Third highest rate of glacier melt observed

By John Parnell

Glacier melt reached its third highest ever recorded rate during 2010/2011, according the latest data released this week.

The World Glacier Monitoring Service (WGMS), which has more than 100 years of records, found a one metre water equivalent (m w.e) drop in glacier thickness.

“The new data continues the global trend in strong ice loss over the past few decades and brings the cumulative average thickness loss of the reference glaciers since 1980 at more than 15 m w.e,” said the WGMS release, while stressing that this data remains tentative.

The mass balance of a glacier is the total increase or decrease in its thickness once melting, additional bulk from rain and snow and other factors are all combined.

The Lower Curtis Glacier in the US, which added 941mm to its thickness this year. (Source: Flickr/Brewbooks)

“The data provided by the world glacier monitoring service (WGMS) from more than 100 glaciers worldwide provides a clear indication of the continuing cumulative trend in ice mass loss from the world’s glaciers,” said Professor Pete Nienow, glaciologist at the University of Edinburgh’s School of Geosciences.

“The data from the 2010/11 mass balance year indicates the third highest net mass ice loss in the last 32 years and a continuation of the increasingly negative trend in mass balance, so the rate of loss is increasing, during this time period,” Nienow told RTCC.
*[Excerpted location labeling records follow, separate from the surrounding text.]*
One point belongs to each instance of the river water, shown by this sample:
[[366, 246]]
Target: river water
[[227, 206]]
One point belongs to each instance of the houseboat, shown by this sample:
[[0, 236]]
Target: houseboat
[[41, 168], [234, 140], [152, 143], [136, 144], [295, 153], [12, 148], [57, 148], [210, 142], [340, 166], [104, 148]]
He added that the findings match-up with those of a recent study into the cumulative ice loss of the Greenland and Antarctic ice sheets.

The melting is not distributed evenly across the earth’s surface however with many US glaciers bulking up during the 2010/11 hydrological year, which runs from October to September.

A number of records have been breached in recent months with an Australian heatwave requiring a new colour band to be added to meteorological maps, a US drought affecting 61% of the country high global average surface temperatures continuing to bunch together in recent years.